Transentorhinal cortex integrity predicts object fine-grained perceptual and mnemonic discrimination
Poster Session B - Sunday, March 30, 2025, 8:00 – 10:00 am EDT, Back Bay Ballroom/Republic Ballroom
Emma Delhaye1,2 (emma.delhaye@uliege.be), Gabriel Besson3, Mohamed Ali Bahri2, Christine Bastin2; 1CICPSI, Faculty of Psychology, Lisbon University, 2GIGA-CRC Human Imaging, University of Liège, 3Proaction Lab, CINECC, Faculty of Psychology, University of Coimbra
The transentorhinal cortex (tErC) stands among the first regions to be affected by Alzheimer’s disease (AD) neuropathology, years before any clinical symptoms manifest.

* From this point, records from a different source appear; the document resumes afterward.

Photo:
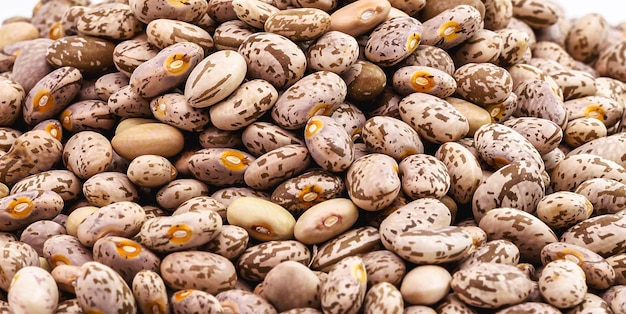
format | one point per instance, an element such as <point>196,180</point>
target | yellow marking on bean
<point>359,273</point>
<point>313,127</point>
<point>54,130</point>
<point>408,152</point>
<point>496,112</point>
<point>331,221</point>
<point>43,101</point>
<point>261,232</point>
<point>161,108</point>
<point>181,295</point>
<point>21,207</point>
<point>423,81</point>
<point>127,249</point>
<point>234,160</point>
<point>412,42</point>
<point>66,119</point>
<point>594,111</point>
<point>450,30</point>
<point>310,195</point>
<point>179,234</point>
<point>56,31</point>
<point>367,14</point>
<point>59,259</point>
<point>176,63</point>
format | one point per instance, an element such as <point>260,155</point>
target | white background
<point>612,10</point>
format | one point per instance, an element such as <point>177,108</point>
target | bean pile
<point>312,156</point>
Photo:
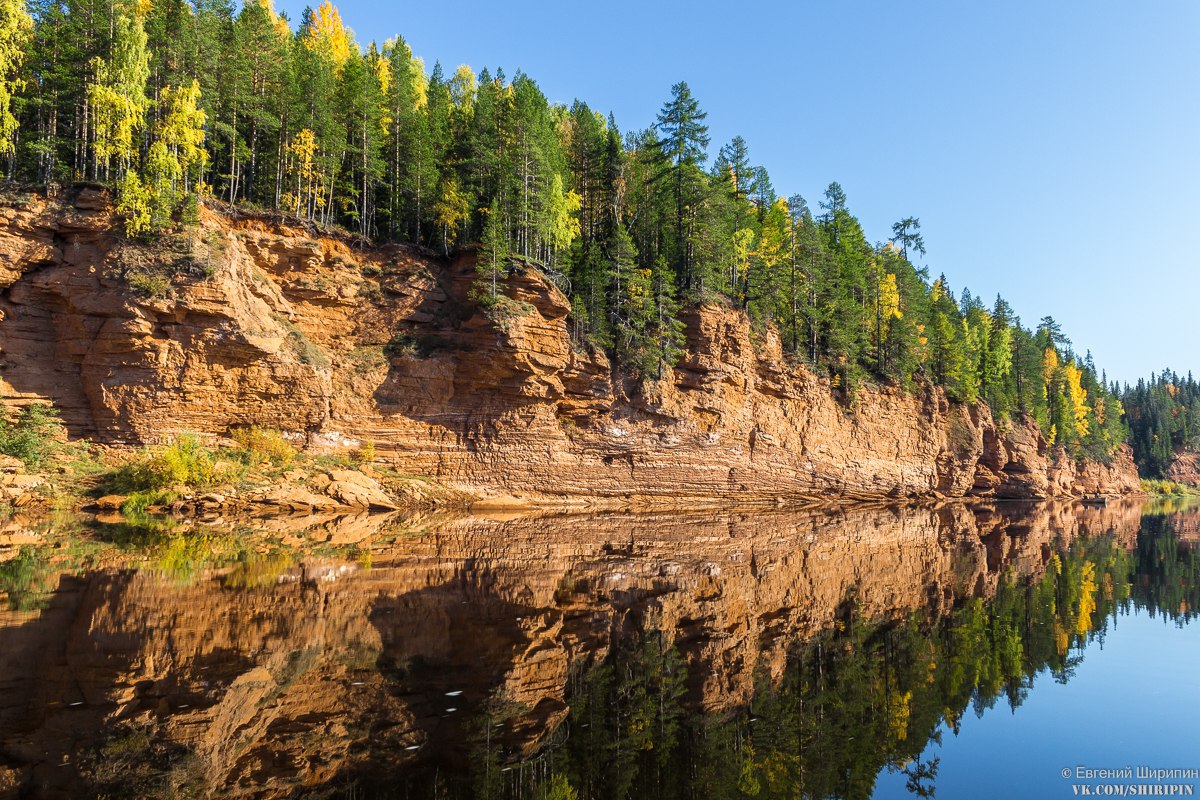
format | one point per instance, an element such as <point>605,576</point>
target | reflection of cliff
<point>337,344</point>
<point>333,671</point>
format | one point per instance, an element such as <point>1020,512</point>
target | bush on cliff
<point>264,445</point>
<point>186,462</point>
<point>33,435</point>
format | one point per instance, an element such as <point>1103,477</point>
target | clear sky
<point>1049,149</point>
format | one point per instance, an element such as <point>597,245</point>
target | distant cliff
<point>250,320</point>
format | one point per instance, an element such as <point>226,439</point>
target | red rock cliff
<point>337,346</point>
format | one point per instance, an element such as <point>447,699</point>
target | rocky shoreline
<point>342,348</point>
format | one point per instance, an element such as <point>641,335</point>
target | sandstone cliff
<point>336,346</point>
<point>324,671</point>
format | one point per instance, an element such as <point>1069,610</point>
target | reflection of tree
<point>921,777</point>
<point>853,699</point>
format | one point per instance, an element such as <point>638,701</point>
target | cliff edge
<point>247,319</point>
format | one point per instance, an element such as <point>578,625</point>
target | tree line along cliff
<point>341,346</point>
<point>174,100</point>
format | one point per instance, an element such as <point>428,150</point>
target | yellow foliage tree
<point>304,169</point>
<point>451,211</point>
<point>135,204</point>
<point>181,128</point>
<point>1078,397</point>
<point>118,97</point>
<point>329,35</point>
<point>16,26</point>
<point>563,224</point>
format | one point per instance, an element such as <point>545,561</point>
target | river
<point>847,653</point>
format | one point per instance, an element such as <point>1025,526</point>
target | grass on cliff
<point>157,476</point>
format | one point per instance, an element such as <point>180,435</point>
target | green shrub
<point>505,311</point>
<point>34,435</point>
<point>136,504</point>
<point>186,462</point>
<point>264,444</point>
<point>151,284</point>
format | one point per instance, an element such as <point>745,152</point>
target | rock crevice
<point>339,346</point>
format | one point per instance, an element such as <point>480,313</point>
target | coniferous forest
<point>171,101</point>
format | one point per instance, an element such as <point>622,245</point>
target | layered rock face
<point>315,673</point>
<point>1186,468</point>
<point>339,346</point>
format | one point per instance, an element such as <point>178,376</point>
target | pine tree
<point>682,150</point>
<point>16,31</point>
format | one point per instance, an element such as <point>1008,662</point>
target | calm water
<point>876,653</point>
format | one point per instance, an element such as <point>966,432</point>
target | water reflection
<point>612,656</point>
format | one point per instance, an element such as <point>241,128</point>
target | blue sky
<point>1048,148</point>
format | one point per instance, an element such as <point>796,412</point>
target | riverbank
<point>343,350</point>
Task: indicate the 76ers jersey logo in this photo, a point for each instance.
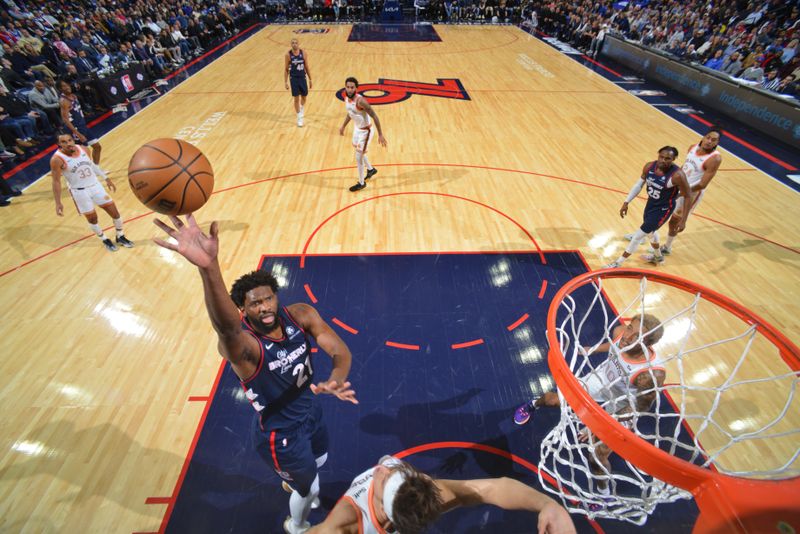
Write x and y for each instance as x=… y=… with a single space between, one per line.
x=394 y=91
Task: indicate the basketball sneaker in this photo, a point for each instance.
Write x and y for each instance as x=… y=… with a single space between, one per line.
x=290 y=528
x=358 y=187
x=124 y=241
x=288 y=489
x=111 y=247
x=653 y=258
x=523 y=414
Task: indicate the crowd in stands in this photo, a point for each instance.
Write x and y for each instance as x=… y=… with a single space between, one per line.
x=757 y=41
x=82 y=41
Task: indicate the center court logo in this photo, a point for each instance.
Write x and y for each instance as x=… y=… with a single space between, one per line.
x=394 y=91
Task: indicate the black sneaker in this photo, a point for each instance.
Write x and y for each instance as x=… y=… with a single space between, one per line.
x=124 y=241
x=358 y=187
x=111 y=247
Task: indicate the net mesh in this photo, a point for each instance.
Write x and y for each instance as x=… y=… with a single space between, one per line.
x=729 y=402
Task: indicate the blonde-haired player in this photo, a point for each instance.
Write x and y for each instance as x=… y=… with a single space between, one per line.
x=81 y=173
x=361 y=113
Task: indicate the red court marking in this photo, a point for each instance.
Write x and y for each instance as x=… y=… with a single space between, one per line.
x=482 y=167
x=344 y=326
x=401 y=345
x=745 y=144
x=190 y=454
x=491 y=450
x=309 y=293
x=472 y=343
x=518 y=322
x=612 y=71
x=446 y=195
x=544 y=288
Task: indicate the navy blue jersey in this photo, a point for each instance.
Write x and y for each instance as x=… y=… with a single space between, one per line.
x=297 y=65
x=279 y=389
x=660 y=193
x=75 y=112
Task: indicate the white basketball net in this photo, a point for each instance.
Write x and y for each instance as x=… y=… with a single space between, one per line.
x=632 y=493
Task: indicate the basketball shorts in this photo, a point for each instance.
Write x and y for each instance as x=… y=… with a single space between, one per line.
x=361 y=139
x=697 y=196
x=654 y=218
x=84 y=130
x=293 y=452
x=299 y=86
x=87 y=198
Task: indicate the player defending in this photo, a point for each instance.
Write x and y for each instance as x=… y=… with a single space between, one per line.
x=394 y=497
x=701 y=165
x=73 y=162
x=664 y=182
x=631 y=371
x=296 y=71
x=362 y=115
x=72 y=117
x=269 y=349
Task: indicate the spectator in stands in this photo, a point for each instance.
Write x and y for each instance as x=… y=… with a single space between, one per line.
x=45 y=99
x=733 y=65
x=771 y=80
x=715 y=62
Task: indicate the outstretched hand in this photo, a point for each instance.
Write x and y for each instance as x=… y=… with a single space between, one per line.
x=332 y=387
x=200 y=249
x=554 y=519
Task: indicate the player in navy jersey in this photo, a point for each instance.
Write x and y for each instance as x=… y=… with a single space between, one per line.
x=269 y=349
x=73 y=119
x=665 y=181
x=296 y=71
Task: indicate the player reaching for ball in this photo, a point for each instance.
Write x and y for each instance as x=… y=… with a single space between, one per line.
x=269 y=349
x=73 y=162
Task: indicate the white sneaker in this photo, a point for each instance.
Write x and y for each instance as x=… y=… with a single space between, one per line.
x=290 y=528
x=652 y=258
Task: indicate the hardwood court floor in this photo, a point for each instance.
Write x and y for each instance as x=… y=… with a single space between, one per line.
x=101 y=351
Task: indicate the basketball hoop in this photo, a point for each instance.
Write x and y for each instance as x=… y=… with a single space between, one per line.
x=745 y=477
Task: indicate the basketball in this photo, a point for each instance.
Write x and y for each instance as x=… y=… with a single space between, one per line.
x=171 y=176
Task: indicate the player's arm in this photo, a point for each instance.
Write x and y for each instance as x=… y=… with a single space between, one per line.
x=646 y=388
x=236 y=346
x=508 y=494
x=345 y=123
x=308 y=71
x=330 y=342
x=363 y=104
x=343 y=519
x=710 y=170
x=637 y=187
x=55 y=170
x=679 y=179
x=286 y=70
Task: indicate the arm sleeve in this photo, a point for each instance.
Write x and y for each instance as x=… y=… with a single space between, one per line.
x=637 y=187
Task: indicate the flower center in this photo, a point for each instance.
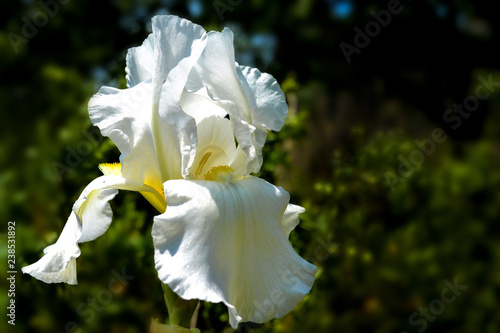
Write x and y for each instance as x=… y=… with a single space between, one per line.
x=221 y=173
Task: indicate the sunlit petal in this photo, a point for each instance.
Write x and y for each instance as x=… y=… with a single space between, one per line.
x=178 y=45
x=259 y=103
x=126 y=116
x=224 y=242
x=140 y=62
x=90 y=218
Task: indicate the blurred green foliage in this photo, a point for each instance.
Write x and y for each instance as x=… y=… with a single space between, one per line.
x=383 y=254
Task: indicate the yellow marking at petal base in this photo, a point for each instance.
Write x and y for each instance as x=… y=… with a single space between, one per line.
x=111 y=169
x=202 y=163
x=221 y=173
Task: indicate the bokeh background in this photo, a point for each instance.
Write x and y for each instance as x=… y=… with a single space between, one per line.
x=389 y=224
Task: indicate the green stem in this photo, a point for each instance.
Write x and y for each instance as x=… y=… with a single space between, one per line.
x=180 y=311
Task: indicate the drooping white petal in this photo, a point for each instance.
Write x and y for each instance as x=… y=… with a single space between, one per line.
x=259 y=103
x=291 y=218
x=90 y=218
x=59 y=261
x=126 y=116
x=224 y=242
x=140 y=63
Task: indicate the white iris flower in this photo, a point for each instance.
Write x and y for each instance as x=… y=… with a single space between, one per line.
x=222 y=235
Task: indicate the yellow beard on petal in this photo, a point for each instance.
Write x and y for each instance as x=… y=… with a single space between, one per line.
x=221 y=173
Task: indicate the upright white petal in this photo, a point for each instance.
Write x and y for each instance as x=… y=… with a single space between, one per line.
x=178 y=44
x=90 y=218
x=223 y=242
x=259 y=103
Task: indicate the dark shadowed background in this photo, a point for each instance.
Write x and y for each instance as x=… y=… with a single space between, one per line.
x=392 y=144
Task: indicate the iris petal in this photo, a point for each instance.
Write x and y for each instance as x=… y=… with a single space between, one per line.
x=89 y=219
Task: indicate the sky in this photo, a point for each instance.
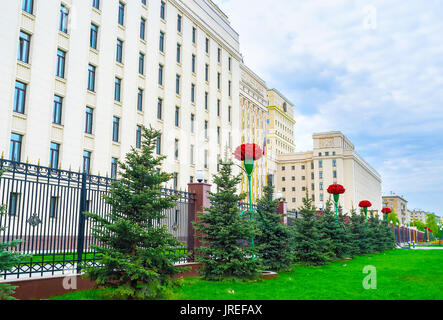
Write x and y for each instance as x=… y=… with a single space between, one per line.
x=370 y=69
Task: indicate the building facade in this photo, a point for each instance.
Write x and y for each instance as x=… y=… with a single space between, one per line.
x=280 y=124
x=80 y=78
x=399 y=205
x=254 y=116
x=333 y=160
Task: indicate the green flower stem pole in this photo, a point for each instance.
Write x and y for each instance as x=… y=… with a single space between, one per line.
x=249 y=166
x=336 y=198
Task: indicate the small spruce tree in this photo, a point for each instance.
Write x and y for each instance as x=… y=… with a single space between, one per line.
x=275 y=240
x=138 y=255
x=311 y=247
x=335 y=231
x=224 y=232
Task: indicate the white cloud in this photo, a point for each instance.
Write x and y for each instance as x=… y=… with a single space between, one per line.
x=382 y=87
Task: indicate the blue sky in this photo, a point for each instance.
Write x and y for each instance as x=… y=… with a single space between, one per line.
x=371 y=69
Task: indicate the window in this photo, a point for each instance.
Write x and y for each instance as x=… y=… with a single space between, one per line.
x=206 y=129
x=114 y=166
x=61 y=59
x=138 y=137
x=23 y=47
x=192 y=93
x=19 y=97
x=117 y=89
x=193 y=63
x=53 y=202
x=121 y=13
x=159 y=145
x=178 y=58
x=63 y=25
x=28 y=6
x=91 y=78
x=191 y=152
x=57 y=110
x=86 y=161
x=15 y=148
x=141 y=63
x=54 y=154
x=162 y=10
x=177 y=117
x=179 y=23
x=176 y=149
x=194 y=34
x=206 y=100
x=192 y=123
x=159 y=108
x=119 y=54
x=140 y=100
x=142 y=28
x=96 y=4
x=115 y=129
x=89 y=120
x=93 y=36
x=162 y=41
x=177 y=84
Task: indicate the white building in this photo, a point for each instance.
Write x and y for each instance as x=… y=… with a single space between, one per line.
x=171 y=64
x=333 y=160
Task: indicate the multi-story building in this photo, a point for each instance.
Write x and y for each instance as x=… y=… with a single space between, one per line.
x=280 y=124
x=333 y=160
x=253 y=121
x=80 y=78
x=399 y=205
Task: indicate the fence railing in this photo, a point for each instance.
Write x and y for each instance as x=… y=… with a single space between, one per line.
x=44 y=209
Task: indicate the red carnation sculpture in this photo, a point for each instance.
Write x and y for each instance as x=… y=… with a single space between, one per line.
x=249 y=151
x=365 y=204
x=386 y=210
x=336 y=189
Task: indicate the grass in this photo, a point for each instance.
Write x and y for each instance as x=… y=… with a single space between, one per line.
x=401 y=275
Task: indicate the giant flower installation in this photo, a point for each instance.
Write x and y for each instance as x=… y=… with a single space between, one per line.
x=248 y=153
x=336 y=190
x=386 y=211
x=365 y=204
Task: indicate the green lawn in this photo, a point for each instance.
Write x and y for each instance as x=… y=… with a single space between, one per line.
x=401 y=275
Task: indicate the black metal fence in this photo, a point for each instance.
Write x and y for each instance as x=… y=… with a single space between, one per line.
x=44 y=209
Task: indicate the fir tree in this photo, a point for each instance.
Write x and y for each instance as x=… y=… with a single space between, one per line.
x=137 y=254
x=275 y=239
x=8 y=258
x=361 y=241
x=311 y=246
x=335 y=231
x=224 y=232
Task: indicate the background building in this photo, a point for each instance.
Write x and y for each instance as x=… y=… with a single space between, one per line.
x=333 y=160
x=253 y=121
x=280 y=125
x=399 y=205
x=79 y=78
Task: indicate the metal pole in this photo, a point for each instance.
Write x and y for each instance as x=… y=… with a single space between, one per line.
x=81 y=223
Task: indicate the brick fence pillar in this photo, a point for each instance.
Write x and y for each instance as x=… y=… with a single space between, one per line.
x=201 y=201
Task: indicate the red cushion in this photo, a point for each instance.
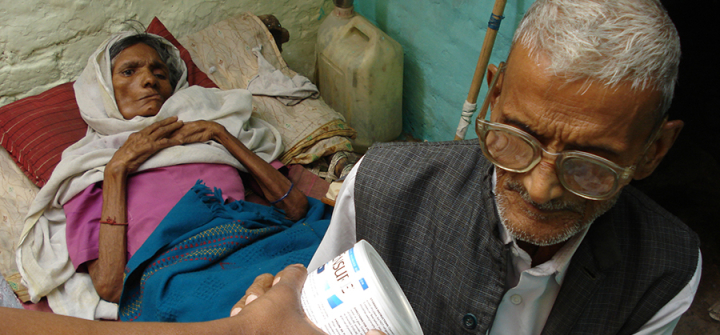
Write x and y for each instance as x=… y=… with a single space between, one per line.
x=35 y=130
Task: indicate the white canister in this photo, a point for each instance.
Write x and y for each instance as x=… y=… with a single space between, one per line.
x=356 y=292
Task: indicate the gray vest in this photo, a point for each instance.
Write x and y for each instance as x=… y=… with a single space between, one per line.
x=429 y=211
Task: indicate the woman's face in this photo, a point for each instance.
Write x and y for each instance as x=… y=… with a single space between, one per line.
x=141 y=81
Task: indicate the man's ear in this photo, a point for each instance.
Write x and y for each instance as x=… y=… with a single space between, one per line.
x=668 y=134
x=492 y=72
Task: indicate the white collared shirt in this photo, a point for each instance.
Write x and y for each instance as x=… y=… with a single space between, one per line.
x=527 y=304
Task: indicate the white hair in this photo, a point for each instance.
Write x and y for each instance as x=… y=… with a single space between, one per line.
x=609 y=41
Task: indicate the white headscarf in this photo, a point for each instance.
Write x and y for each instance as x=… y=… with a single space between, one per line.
x=42 y=255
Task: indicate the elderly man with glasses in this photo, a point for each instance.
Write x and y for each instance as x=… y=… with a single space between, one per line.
x=535 y=230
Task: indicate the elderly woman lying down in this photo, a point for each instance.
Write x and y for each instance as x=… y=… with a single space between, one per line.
x=150 y=138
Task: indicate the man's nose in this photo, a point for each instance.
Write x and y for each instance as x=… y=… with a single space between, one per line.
x=148 y=79
x=542 y=182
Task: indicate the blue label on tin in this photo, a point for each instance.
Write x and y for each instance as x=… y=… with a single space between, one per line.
x=363 y=283
x=334 y=301
x=353 y=261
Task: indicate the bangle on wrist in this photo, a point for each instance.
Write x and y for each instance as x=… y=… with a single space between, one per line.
x=284 y=196
x=112 y=222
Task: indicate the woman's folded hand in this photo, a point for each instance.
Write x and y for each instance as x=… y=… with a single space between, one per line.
x=142 y=145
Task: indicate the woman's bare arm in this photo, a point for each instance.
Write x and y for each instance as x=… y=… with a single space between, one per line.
x=276 y=312
x=271 y=181
x=107 y=271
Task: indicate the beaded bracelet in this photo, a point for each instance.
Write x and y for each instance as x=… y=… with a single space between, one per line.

Understanding the precise role of this region in cognition is key to detecting the earliest AD-related cognitive impairments. Here, we tested the hypothesis that the tErC supports fine-grained representations of unique individual objects (1) regardless of the cognitive function involved (i.e., perceptual or mnemonic) and, critically, (2) sensitively to the granularity of the demanded discrimination. Therefore, tErC alterations should be consistently and specifically associated with fine-grained object discrimination impairments. We leveraged the prevalence of early AD-related alterations in healthy aging and assessed the association of fine-grained object vs. scene discrimination with two AD-related neuroimaging markers of tErC alterations, i.e., cortical integrity alterations and resting-state functional connectivity changes. Estimating visual similarity using both a pre-trained neural network and subjective measures, our results bring compelling new evidence that the structural integrity of the tErC is specifically related to the sensitivity to visual similarity for objects, but not for scenes, exclusively using neural network similarity measures, but not using human subjective similarity measures, in perceptual discrimination, while in mnemonic discrimination, it is exclusively related with subjective visual similarity ratings but not with similarity computed through a neural network.